# Crowntail fin rot?



## auverin (Dec 12, 2012)

I've had my crowntail, Khonsu, for several months now. He was fairly young and in good shape when I got him. About a month ago, I moved him from a smaller tank into a large 5.5 gallon tank. It's heated (75 deg.) and cycled, with several plastic plants and a few other decorations. Ph is 7.0, and I've ordered a kit to test ammonia and the like. I do 50% water changes once a week. He has a peppered corydora as a tankmate. (I know they are usually schooling fish, but he does fine on his own. Betta rarely bothers him.) Recently, the rays on Khonsu's fins have started to look a little more withered than usual.

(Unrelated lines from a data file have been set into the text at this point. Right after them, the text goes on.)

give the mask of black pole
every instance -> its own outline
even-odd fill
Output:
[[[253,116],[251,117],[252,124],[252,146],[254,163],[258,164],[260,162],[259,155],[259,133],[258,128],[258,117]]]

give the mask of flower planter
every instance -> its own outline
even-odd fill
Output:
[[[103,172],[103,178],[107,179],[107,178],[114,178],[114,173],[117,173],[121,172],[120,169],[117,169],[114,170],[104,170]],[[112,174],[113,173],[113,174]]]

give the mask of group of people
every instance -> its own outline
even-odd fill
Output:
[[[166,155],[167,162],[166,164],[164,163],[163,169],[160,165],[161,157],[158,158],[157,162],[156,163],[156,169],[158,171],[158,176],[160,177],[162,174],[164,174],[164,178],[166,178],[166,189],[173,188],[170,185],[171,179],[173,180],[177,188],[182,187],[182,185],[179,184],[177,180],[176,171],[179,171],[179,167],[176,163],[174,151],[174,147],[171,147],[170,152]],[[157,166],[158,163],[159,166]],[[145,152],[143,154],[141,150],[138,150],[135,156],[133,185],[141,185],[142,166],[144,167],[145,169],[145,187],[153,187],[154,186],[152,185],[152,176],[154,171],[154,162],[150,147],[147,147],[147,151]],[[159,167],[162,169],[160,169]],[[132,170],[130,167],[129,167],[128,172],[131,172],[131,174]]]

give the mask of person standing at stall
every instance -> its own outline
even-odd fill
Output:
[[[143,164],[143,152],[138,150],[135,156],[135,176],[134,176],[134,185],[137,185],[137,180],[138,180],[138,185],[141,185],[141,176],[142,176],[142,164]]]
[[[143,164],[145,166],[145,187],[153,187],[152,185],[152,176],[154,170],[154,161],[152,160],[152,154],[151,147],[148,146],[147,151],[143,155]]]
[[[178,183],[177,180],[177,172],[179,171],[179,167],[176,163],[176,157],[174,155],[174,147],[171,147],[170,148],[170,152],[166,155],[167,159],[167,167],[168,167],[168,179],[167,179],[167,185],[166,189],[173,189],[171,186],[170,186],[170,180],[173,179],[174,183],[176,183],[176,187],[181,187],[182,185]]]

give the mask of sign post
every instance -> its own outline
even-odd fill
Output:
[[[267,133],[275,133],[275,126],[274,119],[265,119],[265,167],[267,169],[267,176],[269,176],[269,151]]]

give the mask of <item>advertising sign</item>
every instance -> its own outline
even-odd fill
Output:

He's still behaving as usual, but I've noticed that two of his rays have lost about half the bottom portion. I think he may have fin rot, but it's very difficult to tell with crowntails. I have Maracyn I and II on hand (which I've read is sufficient if the fin rot is slight.), and Melafix (that I am very hesitant to use...it killed two of my lovely halfmoons.) I use a pinch of aquarium salt and sufficient water conditioner with every water change. I've included a picture, but it's a little hard to see his fins. Khonsu is very friendly and wanted to smile for the camera. Should I go ahead and start medicating with the Maracyn to get a jump on the rot before it gets worse?


----------



## shellieca (Jul 12, 2012)

You don't need meds to treat fin rot. It's hard to tell from the pic if he has it but it kind of looks like it. Fin rot is typically a water quality issue. When you say the tank is cycled, how long has it been running & how did you cycle it? Having 2 fish in a 5.5 IMO is too much. You may have an ammonia problem but without testing the water you won't know. I'm assuming you ordered a liquid water test kit? Aq salt is not needed for every water change unless you are specifically treating for something like fin rot but its only supposed to be used for 10 days. I would up the water changes to 50% at least twice a week until you can properly test your water. I would also up the temp a degree or two, I prefer to keep my tanks at 78 & that's what most suggest is a good temp.


----------



## Kithy (Nov 21, 2012)

The sooner you catch and treat it the better, for sure. It's just so hard to tell with CTs.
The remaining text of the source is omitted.